After my breath has calmed down and I can look at my list with fresh perspective. I like to do some EFT (Emotional Freedom technique or tapping). Then I call someone on my trusted list of 'rational' people: the 'rational' element is of the utmost important. I have definitely screwed this up before and called one of my 'loose canon' friends (love you but we don't need to stress each other out together). My suggestion is it's probably your dad or someone incredibly emotionally consistent. Then I talk through my plan of action of the urgent tasks. I ask them to listen patiently and save any suggestions until the end. When everything is off my chest, this person usually calms me down further until I feel ready for sleep. Sleep is the final step. Tomorrow is a new day.

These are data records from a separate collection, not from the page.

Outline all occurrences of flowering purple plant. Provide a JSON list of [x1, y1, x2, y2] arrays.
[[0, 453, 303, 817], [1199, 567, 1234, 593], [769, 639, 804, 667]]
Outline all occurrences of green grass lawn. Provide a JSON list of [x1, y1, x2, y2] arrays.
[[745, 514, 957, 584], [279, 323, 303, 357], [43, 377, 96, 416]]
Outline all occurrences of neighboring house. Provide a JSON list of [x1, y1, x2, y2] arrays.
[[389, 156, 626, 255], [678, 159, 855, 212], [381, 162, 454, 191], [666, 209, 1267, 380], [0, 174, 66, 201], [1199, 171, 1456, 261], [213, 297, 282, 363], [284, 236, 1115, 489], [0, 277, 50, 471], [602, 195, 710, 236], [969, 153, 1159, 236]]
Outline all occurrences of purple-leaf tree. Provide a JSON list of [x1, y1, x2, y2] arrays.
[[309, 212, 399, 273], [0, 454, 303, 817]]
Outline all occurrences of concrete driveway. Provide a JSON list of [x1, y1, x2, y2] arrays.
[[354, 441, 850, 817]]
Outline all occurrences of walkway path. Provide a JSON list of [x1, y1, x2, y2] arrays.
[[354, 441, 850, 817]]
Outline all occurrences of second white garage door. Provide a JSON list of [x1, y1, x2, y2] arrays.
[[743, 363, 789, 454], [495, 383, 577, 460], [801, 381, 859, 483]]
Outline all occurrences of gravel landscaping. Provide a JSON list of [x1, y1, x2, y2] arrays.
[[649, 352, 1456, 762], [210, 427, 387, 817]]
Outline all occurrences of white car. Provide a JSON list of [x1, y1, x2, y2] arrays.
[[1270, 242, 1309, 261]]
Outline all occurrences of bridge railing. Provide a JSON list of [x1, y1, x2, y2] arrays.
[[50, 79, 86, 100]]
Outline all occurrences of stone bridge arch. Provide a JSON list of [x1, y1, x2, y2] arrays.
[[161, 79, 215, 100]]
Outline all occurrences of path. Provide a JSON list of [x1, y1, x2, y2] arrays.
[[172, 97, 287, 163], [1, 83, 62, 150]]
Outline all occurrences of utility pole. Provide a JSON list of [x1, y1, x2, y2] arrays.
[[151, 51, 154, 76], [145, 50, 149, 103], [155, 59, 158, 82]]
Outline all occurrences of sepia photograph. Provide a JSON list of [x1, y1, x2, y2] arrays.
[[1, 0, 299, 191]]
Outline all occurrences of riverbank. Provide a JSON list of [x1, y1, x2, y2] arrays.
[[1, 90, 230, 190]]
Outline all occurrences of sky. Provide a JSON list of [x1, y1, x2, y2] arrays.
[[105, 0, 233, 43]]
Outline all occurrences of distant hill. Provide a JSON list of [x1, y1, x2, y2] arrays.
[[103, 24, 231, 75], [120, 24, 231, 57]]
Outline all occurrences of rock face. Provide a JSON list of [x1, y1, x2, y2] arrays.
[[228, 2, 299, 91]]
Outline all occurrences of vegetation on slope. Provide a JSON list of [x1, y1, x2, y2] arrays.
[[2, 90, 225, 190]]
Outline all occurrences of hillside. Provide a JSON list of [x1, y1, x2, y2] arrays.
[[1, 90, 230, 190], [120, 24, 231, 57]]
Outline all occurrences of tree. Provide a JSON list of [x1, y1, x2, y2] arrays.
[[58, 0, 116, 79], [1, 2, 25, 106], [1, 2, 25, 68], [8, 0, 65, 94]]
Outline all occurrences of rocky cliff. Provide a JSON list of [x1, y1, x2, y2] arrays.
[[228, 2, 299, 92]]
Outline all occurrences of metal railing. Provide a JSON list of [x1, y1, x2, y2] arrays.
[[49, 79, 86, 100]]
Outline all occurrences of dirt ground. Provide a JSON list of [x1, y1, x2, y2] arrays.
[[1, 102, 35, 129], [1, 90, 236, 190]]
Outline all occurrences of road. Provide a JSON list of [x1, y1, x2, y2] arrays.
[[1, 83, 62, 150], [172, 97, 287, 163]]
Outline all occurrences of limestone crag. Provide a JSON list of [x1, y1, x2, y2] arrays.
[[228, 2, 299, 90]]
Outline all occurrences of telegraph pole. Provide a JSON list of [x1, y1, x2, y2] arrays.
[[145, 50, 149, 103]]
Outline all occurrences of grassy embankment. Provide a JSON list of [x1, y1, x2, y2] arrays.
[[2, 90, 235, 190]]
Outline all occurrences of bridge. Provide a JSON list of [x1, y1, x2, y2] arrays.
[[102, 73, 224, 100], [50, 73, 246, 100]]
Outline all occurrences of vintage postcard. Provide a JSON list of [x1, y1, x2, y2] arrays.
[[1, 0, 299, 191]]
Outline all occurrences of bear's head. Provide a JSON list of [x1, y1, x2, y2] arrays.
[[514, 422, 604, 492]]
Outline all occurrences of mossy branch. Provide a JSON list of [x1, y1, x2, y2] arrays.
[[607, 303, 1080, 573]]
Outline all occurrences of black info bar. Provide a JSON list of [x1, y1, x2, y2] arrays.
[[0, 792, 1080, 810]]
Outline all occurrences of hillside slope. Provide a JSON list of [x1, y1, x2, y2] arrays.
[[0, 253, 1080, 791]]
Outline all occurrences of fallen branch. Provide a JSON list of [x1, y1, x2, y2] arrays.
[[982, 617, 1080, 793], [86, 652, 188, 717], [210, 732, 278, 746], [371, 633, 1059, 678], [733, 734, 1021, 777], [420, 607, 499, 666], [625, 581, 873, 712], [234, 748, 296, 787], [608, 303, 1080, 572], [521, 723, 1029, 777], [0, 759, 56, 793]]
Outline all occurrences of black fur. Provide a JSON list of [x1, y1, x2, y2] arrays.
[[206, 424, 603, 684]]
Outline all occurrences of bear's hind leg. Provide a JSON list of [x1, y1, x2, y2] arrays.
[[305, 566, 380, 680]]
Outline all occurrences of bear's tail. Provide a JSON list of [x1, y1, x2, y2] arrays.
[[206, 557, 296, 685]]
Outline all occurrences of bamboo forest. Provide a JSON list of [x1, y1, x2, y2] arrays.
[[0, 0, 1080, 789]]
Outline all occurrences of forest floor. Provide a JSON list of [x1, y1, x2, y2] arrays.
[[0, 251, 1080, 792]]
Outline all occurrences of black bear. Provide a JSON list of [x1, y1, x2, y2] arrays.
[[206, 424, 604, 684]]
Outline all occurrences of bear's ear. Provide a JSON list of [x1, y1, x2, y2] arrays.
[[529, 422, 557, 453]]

I love you and you can get through this and maybe write this down somewhere safe for next time you get overwhelmed. Don't get me wrong I love to wallow in the sense of panic for a good couple of days before I come to my senses, but that period used to be a lot longer. The goal for me is to reduce the time of craziness. It can feel good and addicting when you're overwhelmed, but overwhelm is NOT your friend. Especially, if you bully yourself like I do in that state.
Ps if you want a new 'rational' person in your life, I'm at your service. Just give me permission to decline if I'm not in the right headspace.